The Purpose and Character of the Use
While the Copyright Act suggests that use of a copyrighted work for news reporting purposes is likely to constitute fair use, “a news reporting purpose by no means guarantees a finding of fair use.” “After all, “the promise of copyright would be an empty one if it could be avoided merely by dubbing the infringement a fair use ‘news report.’” Thus, courts have held that it is not fair to “use an image solely to present the content of that image, in a commercial capacity,” or to otherwise use it “for the precise reason it was created.”

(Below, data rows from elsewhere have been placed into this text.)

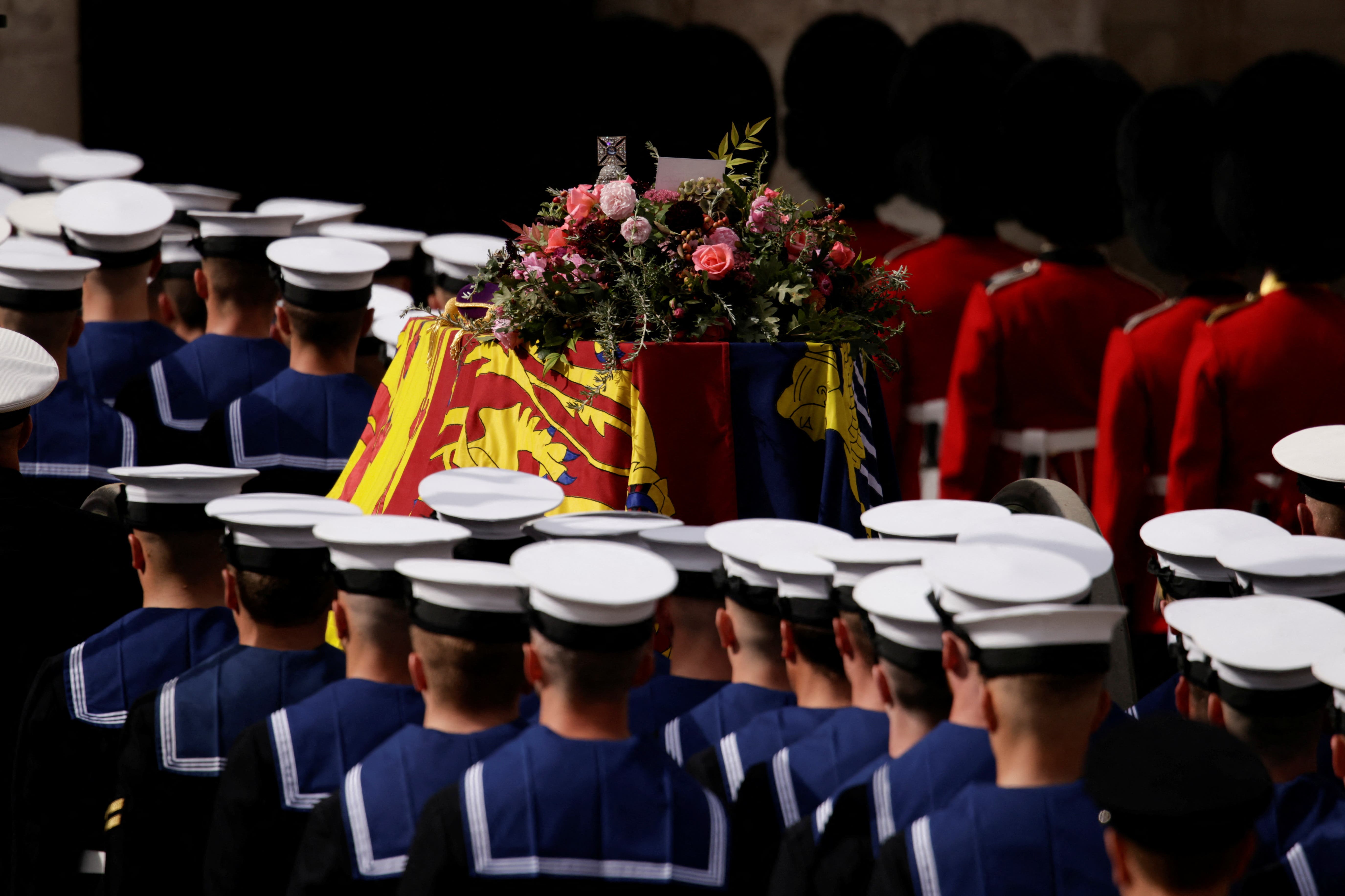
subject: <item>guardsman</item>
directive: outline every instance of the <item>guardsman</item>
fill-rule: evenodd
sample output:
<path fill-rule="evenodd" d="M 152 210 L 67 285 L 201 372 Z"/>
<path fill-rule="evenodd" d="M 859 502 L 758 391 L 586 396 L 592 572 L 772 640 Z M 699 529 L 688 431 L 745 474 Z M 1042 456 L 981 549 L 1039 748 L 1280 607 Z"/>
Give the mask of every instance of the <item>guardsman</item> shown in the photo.
<path fill-rule="evenodd" d="M 105 892 L 199 893 L 229 748 L 245 728 L 343 678 L 323 642 L 335 598 L 316 524 L 359 516 L 344 501 L 239 494 L 206 512 L 226 524 L 225 604 L 238 642 L 134 703 L 105 813 Z"/>
<path fill-rule="evenodd" d="M 369 332 L 374 271 L 387 253 L 335 236 L 293 236 L 266 247 L 280 267 L 276 322 L 289 367 L 211 414 L 202 430 L 210 458 L 254 466 L 258 492 L 327 494 L 359 443 L 374 387 L 355 373 Z"/>
<path fill-rule="evenodd" d="M 85 277 L 85 330 L 70 352 L 70 375 L 112 404 L 132 377 L 183 345 L 149 317 L 172 200 L 149 184 L 87 180 L 62 191 L 54 207 L 70 251 L 100 262 Z"/>
<path fill-rule="evenodd" d="M 202 259 L 192 285 L 206 302 L 206 333 L 151 364 L 117 396 L 117 410 L 136 422 L 143 457 L 163 463 L 199 458 L 210 415 L 289 365 L 286 348 L 270 339 L 280 289 L 266 267 L 266 247 L 289 236 L 299 216 L 190 216 L 200 228 L 192 242 Z"/>
<path fill-rule="evenodd" d="M 1174 138 L 1174 134 L 1180 137 Z M 1163 621 L 1139 527 L 1163 512 L 1177 384 L 1196 324 L 1247 292 L 1239 251 L 1215 222 L 1215 95 L 1205 86 L 1149 94 L 1120 126 L 1118 168 L 1126 223 L 1155 267 L 1181 275 L 1181 296 L 1111 333 L 1098 402 L 1092 512 L 1116 552 L 1141 661 L 1162 657 Z"/>
<path fill-rule="evenodd" d="M 394 888 L 429 798 L 525 728 L 523 580 L 480 560 L 398 560 L 397 571 L 412 583 L 410 670 L 425 724 L 374 748 L 313 809 L 295 896 Z"/>
<path fill-rule="evenodd" d="M 1299 504 L 1272 446 L 1310 426 L 1345 423 L 1337 384 L 1345 301 L 1328 283 L 1345 273 L 1345 199 L 1336 116 L 1345 66 L 1280 54 L 1243 71 L 1219 101 L 1228 145 L 1216 165 L 1227 200 L 1220 224 L 1266 267 L 1259 296 L 1224 305 L 1186 352 L 1167 469 L 1169 510 L 1235 508 L 1291 527 Z M 1294 140 L 1252 121 L 1314 121 Z"/>
<path fill-rule="evenodd" d="M 1049 243 L 967 300 L 948 376 L 940 494 L 987 500 L 1024 476 L 1088 500 L 1112 328 L 1162 298 L 1098 251 L 1122 234 L 1116 128 L 1139 98 L 1120 66 L 1056 55 L 1002 103 L 1007 210 Z"/>
<path fill-rule="evenodd" d="M 93 892 L 104 810 L 130 703 L 238 641 L 225 607 L 223 524 L 206 504 L 256 470 L 179 463 L 114 467 L 144 607 L 51 657 L 19 725 L 15 892 Z"/>
<path fill-rule="evenodd" d="M 908 498 L 939 497 L 948 369 L 967 296 L 976 283 L 1032 258 L 995 235 L 1005 216 L 1003 175 L 994 142 L 986 140 L 1005 87 L 1030 60 L 1001 28 L 954 21 L 916 40 L 893 87 L 889 106 L 901 122 L 898 180 L 908 196 L 943 219 L 939 236 L 898 244 L 884 258 L 893 269 L 907 269 L 911 287 L 904 298 L 928 312 L 902 316 L 907 329 L 888 343 L 901 367 L 882 384 L 901 494 Z M 792 154 L 794 144 L 787 146 Z"/>
<path fill-rule="evenodd" d="M 541 693 L 539 724 L 430 798 L 398 892 L 490 893 L 525 880 L 722 888 L 724 805 L 658 737 L 627 727 L 627 695 L 654 670 L 654 609 L 677 571 L 643 548 L 584 539 L 521 548 L 510 566 L 529 586 L 523 669 Z"/>
<path fill-rule="evenodd" d="M 1102 809 L 1122 896 L 1227 896 L 1271 797 L 1270 775 L 1247 744 L 1170 716 L 1103 737 L 1088 751 L 1084 789 Z"/>
<path fill-rule="evenodd" d="M 336 576 L 332 604 L 346 678 L 282 707 L 238 736 L 219 776 L 206 845 L 206 895 L 284 893 L 308 814 L 370 750 L 425 704 L 412 686 L 406 557 L 448 559 L 467 529 L 399 516 L 313 527 Z"/>
<path fill-rule="evenodd" d="M 91 258 L 4 253 L 0 257 L 0 326 L 28 336 L 61 368 L 56 388 L 36 404 L 32 435 L 19 450 L 19 470 L 47 497 L 78 508 L 114 481 L 108 472 L 136 462 L 136 427 L 70 376 L 69 351 L 83 333 L 79 302 Z"/>

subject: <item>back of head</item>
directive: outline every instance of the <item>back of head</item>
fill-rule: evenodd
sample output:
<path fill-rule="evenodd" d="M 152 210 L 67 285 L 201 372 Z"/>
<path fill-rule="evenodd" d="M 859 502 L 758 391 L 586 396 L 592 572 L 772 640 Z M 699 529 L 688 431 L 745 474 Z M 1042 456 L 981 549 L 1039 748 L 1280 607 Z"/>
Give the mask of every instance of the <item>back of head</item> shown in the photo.
<path fill-rule="evenodd" d="M 839 13 L 808 26 L 784 66 L 790 164 L 851 215 L 870 216 L 900 188 L 890 157 L 896 120 L 881 110 L 905 51 L 885 23 Z"/>
<path fill-rule="evenodd" d="M 1313 52 L 1254 63 L 1219 101 L 1219 223 L 1250 261 L 1286 282 L 1345 274 L 1342 106 L 1345 66 Z"/>
<path fill-rule="evenodd" d="M 1029 62 L 1013 35 L 972 21 L 932 28 L 901 62 L 889 102 L 889 118 L 900 122 L 897 177 L 951 232 L 990 232 L 1005 216 L 1006 173 L 987 136 L 1005 90 Z"/>
<path fill-rule="evenodd" d="M 1005 94 L 999 149 L 1007 211 L 1056 246 L 1123 231 L 1116 129 L 1141 87 L 1115 62 L 1059 54 L 1024 69 Z"/>
<path fill-rule="evenodd" d="M 1215 220 L 1216 98 L 1213 85 L 1155 90 L 1126 116 L 1116 141 L 1127 228 L 1155 267 L 1190 278 L 1244 261 Z"/>

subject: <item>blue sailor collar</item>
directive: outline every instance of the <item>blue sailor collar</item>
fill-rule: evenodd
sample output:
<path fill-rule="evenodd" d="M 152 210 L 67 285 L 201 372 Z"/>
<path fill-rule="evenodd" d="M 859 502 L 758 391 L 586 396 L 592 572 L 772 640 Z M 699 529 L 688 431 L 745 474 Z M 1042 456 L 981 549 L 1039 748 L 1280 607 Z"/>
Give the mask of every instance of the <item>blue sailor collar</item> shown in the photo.
<path fill-rule="evenodd" d="M 533 725 L 468 768 L 460 798 L 477 877 L 725 883 L 728 814 L 655 737 L 569 740 Z"/>
<path fill-rule="evenodd" d="M 229 404 L 233 463 L 343 470 L 373 403 L 374 387 L 354 373 L 315 376 L 286 368 Z"/>
<path fill-rule="evenodd" d="M 811 733 L 835 713 L 835 709 L 780 707 L 763 712 L 737 731 L 724 735 L 714 746 L 714 756 L 720 760 L 720 775 L 729 802 L 737 802 L 738 787 L 752 766 L 769 762 L 781 748 Z"/>
<path fill-rule="evenodd" d="M 406 725 L 346 772 L 342 819 L 356 880 L 397 877 L 421 809 L 468 767 L 516 737 L 522 719 L 471 735 Z"/>
<path fill-rule="evenodd" d="M 112 482 L 110 467 L 134 465 L 134 424 L 73 379 L 32 406 L 32 437 L 19 449 L 24 476 Z"/>
<path fill-rule="evenodd" d="M 720 688 L 695 709 L 663 725 L 663 748 L 679 766 L 717 744 L 724 735 L 752 721 L 753 716 L 780 707 L 792 707 L 794 693 L 742 682 Z"/>
<path fill-rule="evenodd" d="M 243 728 L 344 677 L 346 654 L 328 645 L 316 650 L 242 645 L 222 650 L 159 689 L 159 767 L 178 775 L 218 776 Z"/>
<path fill-rule="evenodd" d="M 66 708 L 85 724 L 120 728 L 136 697 L 237 642 L 226 607 L 132 610 L 66 650 Z"/>
<path fill-rule="evenodd" d="M 334 681 L 270 713 L 266 728 L 285 809 L 312 811 L 364 754 L 406 724 L 420 724 L 416 688 L 363 678 Z"/>
<path fill-rule="evenodd" d="M 66 363 L 70 379 L 112 404 L 122 386 L 186 344 L 159 321 L 91 321 L 70 347 Z"/>
<path fill-rule="evenodd" d="M 211 412 L 289 367 L 289 349 L 273 339 L 206 333 L 149 365 L 159 422 L 195 433 Z"/>
<path fill-rule="evenodd" d="M 846 707 L 771 758 L 780 826 L 816 809 L 854 772 L 888 754 L 888 713 Z"/>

For example, it is not fair use to republish a photograph of a celebrity or public figure intended to generically accompany an article about that person or to describe the event depicted in the photograph. Such uses “merely supersede the objects of the original creation.” However, use of a copyrighted photograph may be appropriate where “the copyrighted work is itself the subject of the story, transforming the function of the work in the new context.”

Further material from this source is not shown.